As for Starbucks, an NLRB complaint filed in May alleges more than 200 separate violations of the National Labor Relations Act. Last month, the Buffalo NLRB filed a petition in federal court seeking injunctions to stop “an expansive array of illegal tactics such as raising wages, promising benefits, bringing in a cadre of managers to monitor employees and discourage union activity, closing stores with active organizing drives, and threatening employees” and ultimately firing seven union activists.
Starbucks’ anti-union activities are especially creepy given its paternalistic tone. CEO Howard Schultz said: “I’m not an anti-union person. I am proStarbucks, pro-partner, pro-Starbucks culture.” (A “partner” in Starbucks lingo is an employee in exactly the way a “tall” coffee is a small.)
A company website explains that “unions are a business, just like Starbucks.
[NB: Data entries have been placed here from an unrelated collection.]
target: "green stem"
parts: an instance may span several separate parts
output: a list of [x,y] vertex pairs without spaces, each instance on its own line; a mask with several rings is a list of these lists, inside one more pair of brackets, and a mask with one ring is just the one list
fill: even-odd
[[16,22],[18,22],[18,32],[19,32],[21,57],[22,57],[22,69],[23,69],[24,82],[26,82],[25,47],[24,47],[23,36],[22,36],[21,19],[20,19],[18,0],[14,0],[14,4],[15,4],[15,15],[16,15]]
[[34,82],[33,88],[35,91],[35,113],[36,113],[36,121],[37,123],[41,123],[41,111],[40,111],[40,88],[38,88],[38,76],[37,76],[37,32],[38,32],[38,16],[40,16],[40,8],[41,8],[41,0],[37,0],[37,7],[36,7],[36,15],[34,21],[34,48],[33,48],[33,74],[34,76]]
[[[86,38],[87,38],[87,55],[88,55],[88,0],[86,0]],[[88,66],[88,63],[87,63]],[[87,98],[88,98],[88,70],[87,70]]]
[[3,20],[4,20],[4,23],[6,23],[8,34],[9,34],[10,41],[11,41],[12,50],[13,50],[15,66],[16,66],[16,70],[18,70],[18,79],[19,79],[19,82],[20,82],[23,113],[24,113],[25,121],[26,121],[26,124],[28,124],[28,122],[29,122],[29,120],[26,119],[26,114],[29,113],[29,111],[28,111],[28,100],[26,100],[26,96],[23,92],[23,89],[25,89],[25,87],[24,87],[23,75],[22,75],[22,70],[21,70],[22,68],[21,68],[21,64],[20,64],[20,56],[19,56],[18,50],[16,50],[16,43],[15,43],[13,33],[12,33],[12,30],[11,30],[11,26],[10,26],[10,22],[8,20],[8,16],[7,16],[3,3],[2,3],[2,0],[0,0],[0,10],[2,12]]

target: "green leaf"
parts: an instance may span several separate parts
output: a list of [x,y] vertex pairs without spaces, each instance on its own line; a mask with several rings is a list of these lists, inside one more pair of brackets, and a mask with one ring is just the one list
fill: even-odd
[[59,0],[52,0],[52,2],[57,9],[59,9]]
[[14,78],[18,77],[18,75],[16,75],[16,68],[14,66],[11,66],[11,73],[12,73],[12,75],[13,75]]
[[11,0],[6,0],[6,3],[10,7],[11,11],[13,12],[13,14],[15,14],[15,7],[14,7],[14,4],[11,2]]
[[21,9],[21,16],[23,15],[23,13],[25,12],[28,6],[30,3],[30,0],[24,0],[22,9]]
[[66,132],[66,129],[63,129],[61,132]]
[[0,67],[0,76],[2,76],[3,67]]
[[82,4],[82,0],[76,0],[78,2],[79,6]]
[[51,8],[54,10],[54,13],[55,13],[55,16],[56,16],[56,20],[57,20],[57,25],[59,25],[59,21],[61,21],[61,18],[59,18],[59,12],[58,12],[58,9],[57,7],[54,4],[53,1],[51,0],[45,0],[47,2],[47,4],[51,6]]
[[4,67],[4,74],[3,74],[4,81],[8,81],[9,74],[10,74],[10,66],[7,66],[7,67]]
But they make their money by collecting member dues instead of making great coffee. Those funds are spent on things like salaries, overhead expenses and political contributions – not on partners.” It does not mention that the last CEO of the Starbucks business, Kevin Johnson, made more than $20 million in 2021.
The company goes on to warn, “The union might also negotiate away current conditions that matter a lot to you.” We want to treat you well, but your union might force us not to!
Corporations fighting unions may seem normal to us, in the way that cops on TV trying to persuade suspects not to call lawyers or Republicans in state legislatures trying to make it harder to vote seem normal. But that doesn’t make it right.